L’homme, un animal rationnel à mi-temps

L’homme, un animal rationnel à mi-temps

« L’homme est un animal doué de raison », affirmait Aristote, l’illustre philosophe grec du IVᵉ siècle avant notre ère. Une maxime qui résonne encore, tant nous aimons nous imaginer comme des êtres rationnels, maîtres de nos choix et de nos décisions. Mais sommes-nous vraiment aussi logiques et cartésiens que nous le pensons ? La réponse, hélas, est souvent bien moins flatteuse. L’histoire humaine regorge d’exemples qui démentent cette prétendue rationalité, et la recherche contemporaine, notamment en économie comportementale, apporte des preuves tangibles de nos biais cognitifs.
 
Les limites de la rationalité humaine

L’économie comportementale, un domaine interdisciplinaire entre psychologie et économie, étudie précisément ces décalages entre nos comportements réels et les modèles classiques de rationalité. Parmi ses figures emblématiques se trouve Richard H. Thaler, prix Nobel d’économie en 2017. Thaler est célèbre pour ses travaux sur les biais cognitifs qui influencent nos choix financiers et pour ses anecdotes percutantes, qui illustrent à merveille les limites de notre rationalité.

La valeur perçue
 
L’une de ces anecdotes remonte à ses débuts en tant qu’enseignant. Lors d’un examen particulièrement difficile, les notes de ses étudiants étaient dispersées, avec une moyenne de 72 sur 100. Cette note moyenne, jugée trop basse, provoqua un tollé parmi les étudiants, qui se mirent à protester vivement. Conscient qu’un tel mécontentement pouvait nuire à son autorité et à la dynamique de la classe – un enjeu particulièrement délicat dans le contexte compétitif des universités américaines – Thaler choisit une solution astucieuse.
 
Au lieu d’assouplir ses critères d’évaluation, il opta pour une simple manipulation des chiffres. Lors de l’examen suivant, il annonça que la notation se ferait désormais sur 137 au lieu de 100. Résultat ? La moyenne passa à 96, et les étudiants furent enchantés. Pourtant, un calcul élémentaire aurait suffi pour comprendre que 96/137 équivaut approximativement à 70/100, soit une performance légèrement inférieure à la précédente moyenne de 72/100. Mais les étudiants, focalisés sur l’apparente hausse de leur note absolue, ne firent pas le lien. La satisfaction était là, portée par une perception biaisée et déconnectée de la réalité mathématique.
 
Cette simple astuce de présentation illustre un phénomène clé étudié par Thaler : la « valeur perçue« . Les individus, souvent incapables d’évaluer objectivement une information complexe, s’appuient sur des raccourcis cognitifs – appelés biais – pour simplifier leur prise de décision. La « valeur absolue » d’un chiffre, par exemple, l’emporte souvent sur son interprétation relative ou contextuelle.

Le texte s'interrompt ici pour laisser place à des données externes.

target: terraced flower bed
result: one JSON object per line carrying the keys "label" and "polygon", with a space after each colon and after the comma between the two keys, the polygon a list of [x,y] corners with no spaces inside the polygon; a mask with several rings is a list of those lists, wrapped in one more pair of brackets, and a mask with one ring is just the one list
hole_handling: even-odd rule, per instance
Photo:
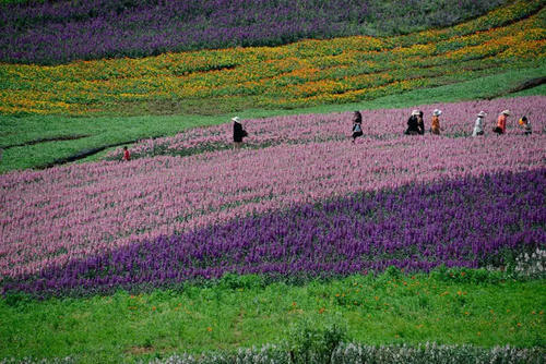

Mieux décider sans se faire biaiser

Ce biais n’est pas qu’un cas d’école, il s’applique également à des domaines cruciaux, comme la gestion financière ou l’investissement en bourse.
 
Combien d’investisseurs novices achètent des actions simplement parce qu’elles « montent », sans évaluer leur véritable valeur intrinsèque ? Combien se laissent séduire par des rendements spectaculaires présentés en chiffres bruts, sans considérer les risques sous-jacents ou les performances corrigées de l’inflation ?
 
L’économie comportementale, en dévoilant nos biais, ne cherche pas à critiquer l’irrationalité humaine, mais à mieux la comprendre. Reconnaître ces biais comportementaux peut nous aider à adopter une approche plus critique face à nos décisions, qu’il s’agisse de gestion financière ou de choix quotidiens.

L’anecdote de Richard Thaler nous rappelle que notre perception peut être manipulée par des éléments contextuels et que ce phénomène touche potentiellement tout type d’individu. Cela souligne l’importance de la prise de recul, la nécessité de questionner nos intuitions et d’examiner les chiffres avec une vision plus globale.

Ainsi, à travers le prisme de la finance comportementale, il devient évident que nous sommes des animaux rationnels à mi-temps car nous privilégions trop fréquemment les demi-vérités et les analyses partielles au détriment d’une lecture avisée et d’un travail de discipline et de critique constructive.